À ces cris de guerre le dogue répondit par des hurlements furieux, en montrant des crocs aussi redoutables que ceux d’un lion. Les chiens de garde du dehors, ainsi que ceux renfermés dans les étables, entendant Deber-Trud, lui répondirent, et les hurlements de cette meute de bataille devinrent effroyables !

— Bon présage, ami Joel, — dit le voyageur, — tes dogues hurlent à la mort de l’ennemi.

— Oui, oui, mort à l’ennemi ! — s’écria le brenn. — Grâce aux dieux… dans notre Gaule bretonne, au jour du péril… le chien de garde devient chien de guerre ! le cheval de trait, cheval de guerre ! le taureau de labour, taureau de guerre ! le chariot de moisson, chariot de guerre ! le laboureur, homme de guerre ! et jusqu’à notre terre paisible et féconde, devenant terre de guerre, dévore l’étranger ! À chaque pas il trouve un tombeau dans nos marais sans fonds, dans nos grèves mouvantes, dans les abîmes de nos roches, et ses vaisseaux disparaissent dans les gouffres de nos baies plus terribles dans leur calme que la tempête dans sa fureur !

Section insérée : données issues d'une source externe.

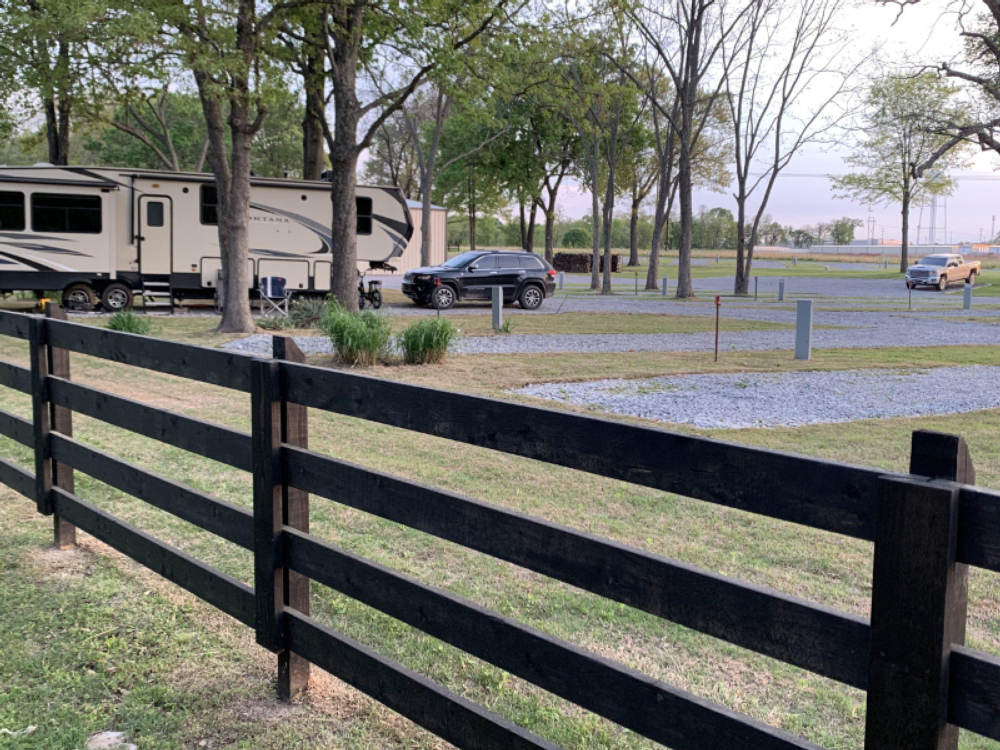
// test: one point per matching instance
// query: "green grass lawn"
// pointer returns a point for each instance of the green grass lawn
(93, 642)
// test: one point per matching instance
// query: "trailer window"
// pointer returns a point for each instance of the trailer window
(11, 210)
(209, 205)
(154, 214)
(71, 214)
(364, 206)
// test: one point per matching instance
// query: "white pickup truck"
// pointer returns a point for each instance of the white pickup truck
(941, 270)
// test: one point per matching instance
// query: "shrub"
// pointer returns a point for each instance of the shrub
(427, 341)
(305, 312)
(358, 338)
(582, 262)
(127, 321)
(276, 323)
(577, 237)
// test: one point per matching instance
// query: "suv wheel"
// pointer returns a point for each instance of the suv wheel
(531, 297)
(443, 297)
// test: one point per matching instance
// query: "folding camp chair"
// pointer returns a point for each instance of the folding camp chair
(273, 296)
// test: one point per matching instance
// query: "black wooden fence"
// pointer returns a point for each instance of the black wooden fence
(922, 683)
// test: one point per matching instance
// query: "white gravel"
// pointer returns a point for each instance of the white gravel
(260, 345)
(788, 399)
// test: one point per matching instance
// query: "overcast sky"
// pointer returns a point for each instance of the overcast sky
(803, 195)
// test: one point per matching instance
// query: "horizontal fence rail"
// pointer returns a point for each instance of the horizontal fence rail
(213, 441)
(824, 495)
(223, 519)
(822, 640)
(212, 366)
(17, 378)
(658, 711)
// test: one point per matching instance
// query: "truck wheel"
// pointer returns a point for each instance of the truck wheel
(79, 297)
(117, 297)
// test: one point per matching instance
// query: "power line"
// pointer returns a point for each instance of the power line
(963, 178)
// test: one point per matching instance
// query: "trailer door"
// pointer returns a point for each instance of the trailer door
(156, 235)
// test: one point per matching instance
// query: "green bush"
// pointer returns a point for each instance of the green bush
(577, 237)
(277, 323)
(358, 338)
(427, 342)
(306, 312)
(127, 321)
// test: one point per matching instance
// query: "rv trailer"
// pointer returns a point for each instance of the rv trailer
(104, 234)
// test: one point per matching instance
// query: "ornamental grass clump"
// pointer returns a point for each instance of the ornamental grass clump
(360, 339)
(128, 322)
(427, 342)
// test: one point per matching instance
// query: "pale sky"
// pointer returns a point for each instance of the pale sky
(803, 196)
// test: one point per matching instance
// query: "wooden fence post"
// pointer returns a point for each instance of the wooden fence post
(62, 422)
(919, 599)
(269, 579)
(293, 670)
(39, 353)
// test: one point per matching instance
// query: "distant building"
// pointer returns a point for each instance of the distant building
(410, 258)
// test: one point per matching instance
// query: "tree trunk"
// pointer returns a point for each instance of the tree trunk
(904, 250)
(532, 221)
(595, 208)
(741, 281)
(313, 154)
(233, 220)
(550, 229)
(524, 229)
(472, 216)
(236, 316)
(344, 166)
(607, 217)
(684, 286)
(633, 234)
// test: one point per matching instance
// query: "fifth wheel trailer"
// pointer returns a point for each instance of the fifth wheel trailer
(108, 233)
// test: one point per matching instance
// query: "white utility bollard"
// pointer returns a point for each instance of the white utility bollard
(497, 308)
(803, 329)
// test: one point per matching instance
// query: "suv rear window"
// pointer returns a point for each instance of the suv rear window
(486, 261)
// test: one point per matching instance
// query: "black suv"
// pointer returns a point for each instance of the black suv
(524, 277)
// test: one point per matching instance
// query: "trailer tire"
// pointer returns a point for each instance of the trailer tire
(79, 296)
(116, 297)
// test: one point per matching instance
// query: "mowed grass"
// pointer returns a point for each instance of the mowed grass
(611, 323)
(214, 685)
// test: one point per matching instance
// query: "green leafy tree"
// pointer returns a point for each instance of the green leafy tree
(576, 237)
(902, 129)
(842, 230)
(43, 48)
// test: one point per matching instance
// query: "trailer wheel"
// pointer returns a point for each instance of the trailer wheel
(79, 296)
(117, 297)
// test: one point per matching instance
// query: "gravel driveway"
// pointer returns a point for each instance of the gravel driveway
(788, 399)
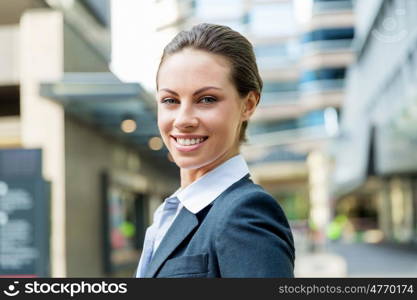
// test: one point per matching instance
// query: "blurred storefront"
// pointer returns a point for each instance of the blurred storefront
(375, 155)
(96, 137)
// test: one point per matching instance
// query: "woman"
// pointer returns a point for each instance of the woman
(219, 223)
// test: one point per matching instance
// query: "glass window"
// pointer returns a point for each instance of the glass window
(276, 87)
(323, 74)
(219, 9)
(328, 34)
(273, 19)
(312, 118)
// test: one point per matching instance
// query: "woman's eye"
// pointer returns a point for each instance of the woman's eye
(169, 101)
(207, 100)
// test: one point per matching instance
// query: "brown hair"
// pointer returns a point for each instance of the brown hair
(224, 41)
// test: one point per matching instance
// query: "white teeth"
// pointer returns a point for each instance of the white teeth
(187, 142)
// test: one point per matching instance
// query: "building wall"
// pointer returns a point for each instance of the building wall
(87, 154)
(42, 121)
(79, 55)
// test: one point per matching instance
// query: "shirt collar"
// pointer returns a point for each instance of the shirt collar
(204, 190)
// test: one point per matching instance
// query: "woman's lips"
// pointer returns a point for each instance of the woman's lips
(188, 148)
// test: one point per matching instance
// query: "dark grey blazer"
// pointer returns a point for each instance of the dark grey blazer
(243, 233)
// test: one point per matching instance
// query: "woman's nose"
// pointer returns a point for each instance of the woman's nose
(185, 119)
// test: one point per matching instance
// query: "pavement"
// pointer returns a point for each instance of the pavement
(355, 259)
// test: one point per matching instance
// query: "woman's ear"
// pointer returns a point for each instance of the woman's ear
(249, 105)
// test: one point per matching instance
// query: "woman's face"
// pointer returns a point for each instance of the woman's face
(199, 109)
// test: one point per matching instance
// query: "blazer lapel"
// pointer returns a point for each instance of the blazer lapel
(183, 224)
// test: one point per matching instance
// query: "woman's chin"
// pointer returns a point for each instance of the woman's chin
(188, 163)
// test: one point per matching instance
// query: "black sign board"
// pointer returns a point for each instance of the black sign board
(24, 214)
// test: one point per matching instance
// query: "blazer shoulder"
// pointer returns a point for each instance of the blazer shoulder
(244, 191)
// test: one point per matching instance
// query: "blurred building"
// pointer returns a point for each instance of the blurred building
(374, 179)
(93, 137)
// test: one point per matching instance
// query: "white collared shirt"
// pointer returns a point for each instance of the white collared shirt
(199, 194)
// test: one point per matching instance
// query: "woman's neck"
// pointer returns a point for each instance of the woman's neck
(188, 176)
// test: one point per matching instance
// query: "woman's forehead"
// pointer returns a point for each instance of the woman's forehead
(194, 67)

— Joel, — dit alors Julyan, qui s’était éloigné du corps de son ami, — j’ai promis à Armel d’aller le rejoindre ailleurs… Cette mort serait pour moi un plaisir… Mourir en combattant les Romains est un devoir… Que faire ?

— Demain tu le demanderas à l’un des druides de Karnak ; il te le dira, Julyan….

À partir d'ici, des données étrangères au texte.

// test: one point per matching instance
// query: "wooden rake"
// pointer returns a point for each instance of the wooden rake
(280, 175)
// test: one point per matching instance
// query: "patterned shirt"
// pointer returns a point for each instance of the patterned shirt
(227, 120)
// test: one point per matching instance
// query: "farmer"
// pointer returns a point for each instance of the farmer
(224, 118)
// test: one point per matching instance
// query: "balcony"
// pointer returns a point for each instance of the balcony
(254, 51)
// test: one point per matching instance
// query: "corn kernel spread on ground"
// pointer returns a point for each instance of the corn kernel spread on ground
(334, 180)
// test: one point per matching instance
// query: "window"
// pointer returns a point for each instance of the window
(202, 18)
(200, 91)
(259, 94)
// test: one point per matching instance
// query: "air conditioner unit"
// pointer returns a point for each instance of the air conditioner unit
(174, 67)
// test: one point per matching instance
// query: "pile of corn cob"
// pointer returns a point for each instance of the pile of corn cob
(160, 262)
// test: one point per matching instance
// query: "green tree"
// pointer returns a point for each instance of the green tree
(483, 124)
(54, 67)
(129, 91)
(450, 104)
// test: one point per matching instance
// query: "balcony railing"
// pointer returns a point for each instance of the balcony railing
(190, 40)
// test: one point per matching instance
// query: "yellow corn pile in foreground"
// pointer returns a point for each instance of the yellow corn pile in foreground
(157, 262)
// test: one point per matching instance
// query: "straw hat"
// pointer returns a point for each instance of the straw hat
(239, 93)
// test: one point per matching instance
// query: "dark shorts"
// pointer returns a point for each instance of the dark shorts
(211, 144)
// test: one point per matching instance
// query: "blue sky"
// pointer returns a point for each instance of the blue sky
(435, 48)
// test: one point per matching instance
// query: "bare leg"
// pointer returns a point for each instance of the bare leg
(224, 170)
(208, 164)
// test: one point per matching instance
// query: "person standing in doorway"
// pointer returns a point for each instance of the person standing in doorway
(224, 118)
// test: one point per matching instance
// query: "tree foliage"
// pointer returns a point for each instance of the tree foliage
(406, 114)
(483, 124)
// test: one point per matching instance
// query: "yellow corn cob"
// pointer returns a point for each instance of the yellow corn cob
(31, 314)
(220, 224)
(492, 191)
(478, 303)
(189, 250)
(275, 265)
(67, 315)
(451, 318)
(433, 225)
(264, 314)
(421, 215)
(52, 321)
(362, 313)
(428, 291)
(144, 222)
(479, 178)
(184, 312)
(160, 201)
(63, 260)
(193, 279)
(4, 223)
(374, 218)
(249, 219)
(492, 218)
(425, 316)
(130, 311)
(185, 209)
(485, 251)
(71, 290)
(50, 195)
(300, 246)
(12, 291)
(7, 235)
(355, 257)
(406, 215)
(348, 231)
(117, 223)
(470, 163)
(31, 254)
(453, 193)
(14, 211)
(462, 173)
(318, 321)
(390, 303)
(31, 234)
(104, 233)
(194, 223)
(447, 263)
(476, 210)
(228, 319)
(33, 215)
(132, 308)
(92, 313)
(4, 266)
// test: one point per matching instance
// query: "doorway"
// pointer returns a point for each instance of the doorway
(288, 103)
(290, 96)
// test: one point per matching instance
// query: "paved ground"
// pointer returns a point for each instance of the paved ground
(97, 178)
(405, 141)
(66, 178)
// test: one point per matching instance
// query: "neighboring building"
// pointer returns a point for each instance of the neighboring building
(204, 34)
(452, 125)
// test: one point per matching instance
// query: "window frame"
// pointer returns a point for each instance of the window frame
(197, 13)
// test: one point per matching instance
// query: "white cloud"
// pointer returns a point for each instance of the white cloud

— Et notre sœur Hêna ? — dit à sa mère Albinik, le marin, — depuis tantôt un an je ne l’ai point vue… elle est toujours, j’en suis certain, la perle de l’île de Sên ? Ma femme Méroë m’a chargé de ses tendresses pour elle.

— Ceux qui prononcent le nom de ta sœur semblent prononcer celui d’une divinité, — répondit Mamm’Margarid. — Tu la verras demain.

Et la femme de Joel, déposant sa quenouille, se leva ; c’était pour la famille le signal d’aller prendre du repos.

Mamm’Margarid dit alors :

— Retirons-nous, mes enfants, la soirée est avancée ; demain au point du jour il faudra nous occuper des provisions de guerre à emporter et à cacher ici.

Et s’adressant au voyageur :

— Que les dieux vous donnent bon repos et doux sommeil, ami hôte !

Et elle ajouta en soupirant :

— Je croyais demain célébrer plus heureusement le jour de la naissance de ma fille Hêna.